В последнее время Маше то и дело приходилось искажать факты. В утешение себе она все чаще вспоминала те самые слова мудрейшего Монтеня: «Тот, кто уверяет, что говорит только правду, уже лжет». Вспоминала все чаще, но утешала ее та мудрость все реже.
Полина Васильевна и Алексей Борисович, при каждом удобном случае напоминавший, что лишь на полтора года старше мамы своей жены (слово «лишь» он подчеркивал!), тесно притерлись друг к другу. Оба не могли существовать на земле без Маши. А еще их объединяло неумение сдаваться на жестокую «милость» несправедливости.

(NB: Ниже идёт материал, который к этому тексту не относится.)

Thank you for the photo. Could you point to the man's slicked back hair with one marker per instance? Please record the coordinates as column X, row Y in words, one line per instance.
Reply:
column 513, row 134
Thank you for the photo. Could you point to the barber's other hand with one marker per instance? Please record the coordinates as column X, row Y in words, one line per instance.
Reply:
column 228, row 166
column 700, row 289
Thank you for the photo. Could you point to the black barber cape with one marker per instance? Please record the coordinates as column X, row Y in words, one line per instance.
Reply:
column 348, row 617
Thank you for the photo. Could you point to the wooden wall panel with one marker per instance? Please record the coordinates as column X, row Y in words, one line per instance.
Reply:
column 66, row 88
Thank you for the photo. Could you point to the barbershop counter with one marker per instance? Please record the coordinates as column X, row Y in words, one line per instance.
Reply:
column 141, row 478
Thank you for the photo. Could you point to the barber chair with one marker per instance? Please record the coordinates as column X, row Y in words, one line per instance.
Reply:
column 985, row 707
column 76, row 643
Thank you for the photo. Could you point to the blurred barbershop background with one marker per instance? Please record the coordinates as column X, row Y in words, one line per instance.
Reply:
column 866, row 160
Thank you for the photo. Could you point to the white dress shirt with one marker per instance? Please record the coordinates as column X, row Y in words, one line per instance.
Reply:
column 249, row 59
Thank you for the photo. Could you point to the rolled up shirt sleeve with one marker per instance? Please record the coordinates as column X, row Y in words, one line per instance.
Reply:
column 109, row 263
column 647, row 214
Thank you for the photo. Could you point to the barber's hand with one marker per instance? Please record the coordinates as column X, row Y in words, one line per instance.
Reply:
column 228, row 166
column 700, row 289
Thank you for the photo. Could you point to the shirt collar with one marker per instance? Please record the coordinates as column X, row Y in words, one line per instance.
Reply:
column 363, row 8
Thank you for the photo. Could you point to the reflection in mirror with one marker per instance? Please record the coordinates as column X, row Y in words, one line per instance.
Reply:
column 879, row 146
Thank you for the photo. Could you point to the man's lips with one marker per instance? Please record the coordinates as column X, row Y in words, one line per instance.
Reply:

Вокруг помпезно провозглашалось, что в жизни «всегда есть место подвигу», а мама и Алексей Борисович считали, что всегда есть место юмору.
— Подвиги совершаются в экстремальных обстоятельствах, — говорил Маше муж. — Но разве можно постоянно жить в таких обстоятельствах? Ничего себе жизнь!..
Поэтому, когда Маша по секрету от него (опять по секрету!) прибегала к маме в палату, та развлекала ее смешными судебными курьезами, а иногда и солеными анекдотами. Ханжество Полина Васильевна отвергала как фальшь.